Friday, March 15, 2013

Your Cup of Coffee

 

We sit in our coffee shops absorbing the ambiance and cradling that cup of liquid gold in our hands. We might have decided to purchase only Fair Trade or organic. We might also have heard that working in coffee plantations is hard work in difficult environments.

 

It was raining and cold. But even so, half the group went up into the hills, some with primitive looking axes and machetes -- a four kilometre walk in the rain to get to the plantations high in the hills above the road. The plantation owners wanted to send me too. I smiled and said, "No. I'm not prepared for this kind of work today."

 

 

 

So, instead I joined the other half of the group in the warmth of the room for the selecting, grading, hulling, roasting and bagging of the coffee cherries as they are called. In the photos we are removing poorly developed coffee cherries from the rest. It's a tedious time consuming process in the beginning. The experienced are very fast at it.

The plantation we visited is organic and the hills where the coffee cherries are grown are very steep. Working in the heat of summer must be unbearable and in the rain as today, very muddy. I wonder if the students knew what they were getting into when they came to Honduras.

When the kids returned from their 8 kilometre round trip adventure they had cleared the earth around many coffee plants and fertilized each with a combination of the coffee hulls, cow dung, limestone and molasses -- a huge help for the owners who live a hard scabble life in shacks without running water or any amenities.

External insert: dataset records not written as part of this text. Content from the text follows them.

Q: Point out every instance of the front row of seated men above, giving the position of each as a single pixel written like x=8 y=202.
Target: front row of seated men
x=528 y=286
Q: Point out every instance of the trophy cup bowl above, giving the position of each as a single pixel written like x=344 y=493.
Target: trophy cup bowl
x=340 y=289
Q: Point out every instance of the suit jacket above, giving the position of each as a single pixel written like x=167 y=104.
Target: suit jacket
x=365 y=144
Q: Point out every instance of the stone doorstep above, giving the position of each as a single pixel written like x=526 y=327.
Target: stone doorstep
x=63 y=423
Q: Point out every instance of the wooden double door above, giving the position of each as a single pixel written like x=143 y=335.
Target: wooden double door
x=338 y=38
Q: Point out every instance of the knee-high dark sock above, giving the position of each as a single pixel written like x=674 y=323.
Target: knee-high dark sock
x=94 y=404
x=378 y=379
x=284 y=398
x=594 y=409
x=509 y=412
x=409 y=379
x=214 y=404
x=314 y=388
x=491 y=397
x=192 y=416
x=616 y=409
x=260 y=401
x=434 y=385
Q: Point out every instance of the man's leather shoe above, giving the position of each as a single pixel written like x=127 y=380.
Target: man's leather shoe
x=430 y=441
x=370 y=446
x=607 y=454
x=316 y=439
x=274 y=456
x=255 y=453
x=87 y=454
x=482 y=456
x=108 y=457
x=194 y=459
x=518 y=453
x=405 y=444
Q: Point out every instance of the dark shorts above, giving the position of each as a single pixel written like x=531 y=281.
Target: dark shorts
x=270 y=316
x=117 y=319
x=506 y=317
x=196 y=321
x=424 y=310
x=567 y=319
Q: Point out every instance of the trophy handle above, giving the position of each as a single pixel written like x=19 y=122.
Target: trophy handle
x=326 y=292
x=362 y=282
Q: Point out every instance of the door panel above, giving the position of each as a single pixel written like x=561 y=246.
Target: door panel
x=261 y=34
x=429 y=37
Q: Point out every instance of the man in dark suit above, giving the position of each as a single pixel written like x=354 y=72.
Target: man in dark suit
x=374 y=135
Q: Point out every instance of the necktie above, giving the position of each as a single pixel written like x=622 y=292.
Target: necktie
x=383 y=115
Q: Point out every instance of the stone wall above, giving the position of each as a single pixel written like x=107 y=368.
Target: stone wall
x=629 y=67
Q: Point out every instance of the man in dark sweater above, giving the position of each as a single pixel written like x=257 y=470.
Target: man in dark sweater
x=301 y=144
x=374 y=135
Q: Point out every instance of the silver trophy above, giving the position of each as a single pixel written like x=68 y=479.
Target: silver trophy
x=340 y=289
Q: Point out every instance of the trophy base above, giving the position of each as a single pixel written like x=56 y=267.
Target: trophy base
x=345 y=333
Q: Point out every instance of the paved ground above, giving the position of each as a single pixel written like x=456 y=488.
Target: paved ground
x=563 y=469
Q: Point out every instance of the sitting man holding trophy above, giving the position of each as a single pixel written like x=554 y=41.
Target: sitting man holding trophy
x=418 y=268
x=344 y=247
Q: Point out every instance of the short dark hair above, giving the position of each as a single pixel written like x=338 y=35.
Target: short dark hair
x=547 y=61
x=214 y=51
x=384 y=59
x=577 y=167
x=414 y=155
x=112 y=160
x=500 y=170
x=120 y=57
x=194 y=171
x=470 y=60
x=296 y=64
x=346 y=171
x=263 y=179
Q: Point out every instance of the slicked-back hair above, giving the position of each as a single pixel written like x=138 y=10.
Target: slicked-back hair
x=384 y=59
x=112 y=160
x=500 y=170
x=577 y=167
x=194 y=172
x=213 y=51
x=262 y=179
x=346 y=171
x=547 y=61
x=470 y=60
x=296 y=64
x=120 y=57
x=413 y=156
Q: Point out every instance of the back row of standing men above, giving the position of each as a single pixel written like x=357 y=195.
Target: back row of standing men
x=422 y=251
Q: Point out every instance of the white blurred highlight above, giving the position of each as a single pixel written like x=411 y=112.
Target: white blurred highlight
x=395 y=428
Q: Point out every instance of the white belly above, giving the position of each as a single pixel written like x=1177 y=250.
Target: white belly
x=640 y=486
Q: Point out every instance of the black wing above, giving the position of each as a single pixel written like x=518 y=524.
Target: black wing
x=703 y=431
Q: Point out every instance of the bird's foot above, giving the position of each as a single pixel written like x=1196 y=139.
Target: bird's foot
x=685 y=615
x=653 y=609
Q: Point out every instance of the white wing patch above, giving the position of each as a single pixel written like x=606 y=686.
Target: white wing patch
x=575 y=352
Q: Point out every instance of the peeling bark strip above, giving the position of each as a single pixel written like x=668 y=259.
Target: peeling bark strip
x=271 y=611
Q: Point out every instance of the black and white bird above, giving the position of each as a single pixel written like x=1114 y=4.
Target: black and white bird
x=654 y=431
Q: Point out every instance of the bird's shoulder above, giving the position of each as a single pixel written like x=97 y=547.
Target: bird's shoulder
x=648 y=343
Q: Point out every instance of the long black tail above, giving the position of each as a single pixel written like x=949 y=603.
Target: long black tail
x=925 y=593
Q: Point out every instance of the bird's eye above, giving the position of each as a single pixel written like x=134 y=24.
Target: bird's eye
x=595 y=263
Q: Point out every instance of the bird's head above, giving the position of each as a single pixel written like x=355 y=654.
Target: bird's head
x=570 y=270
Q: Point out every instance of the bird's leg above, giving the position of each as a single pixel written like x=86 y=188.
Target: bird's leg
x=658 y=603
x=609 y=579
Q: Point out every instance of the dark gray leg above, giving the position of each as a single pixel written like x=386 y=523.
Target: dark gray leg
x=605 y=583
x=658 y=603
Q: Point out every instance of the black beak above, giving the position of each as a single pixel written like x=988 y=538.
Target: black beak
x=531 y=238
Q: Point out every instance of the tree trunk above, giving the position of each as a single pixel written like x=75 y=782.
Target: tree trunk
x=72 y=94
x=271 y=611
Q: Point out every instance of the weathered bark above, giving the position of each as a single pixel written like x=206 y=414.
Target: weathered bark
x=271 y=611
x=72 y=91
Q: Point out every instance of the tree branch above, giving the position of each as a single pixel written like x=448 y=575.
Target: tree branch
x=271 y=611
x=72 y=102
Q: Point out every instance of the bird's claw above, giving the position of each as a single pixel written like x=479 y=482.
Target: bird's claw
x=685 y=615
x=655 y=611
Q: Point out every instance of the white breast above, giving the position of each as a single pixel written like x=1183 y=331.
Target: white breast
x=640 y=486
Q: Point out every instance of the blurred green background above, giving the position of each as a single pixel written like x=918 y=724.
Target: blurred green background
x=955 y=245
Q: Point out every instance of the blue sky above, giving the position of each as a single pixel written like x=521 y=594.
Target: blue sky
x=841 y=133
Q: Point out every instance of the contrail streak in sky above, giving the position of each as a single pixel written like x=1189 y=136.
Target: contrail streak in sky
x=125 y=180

The coffee husk is removed in the machine. Sometimes the process is repeated.Then the cherries are roasted, weighed and bagged.

 




 

 

 

cutting the banana tree

 

 

 

As I was walking up the hill to my family's home, I saw a number of people looking down a steep hill. There was a guy down below with a machete standing next to a banana tree. The people had asked him to fetch the bananas.

 

 

 



Dramatist






When he saw me with my camera, he switched to theatre mode and all the onlookers began to laugh. Suddenly the banana cutting had become a drama.

 

 

We are all actors in the drama of life aren't we?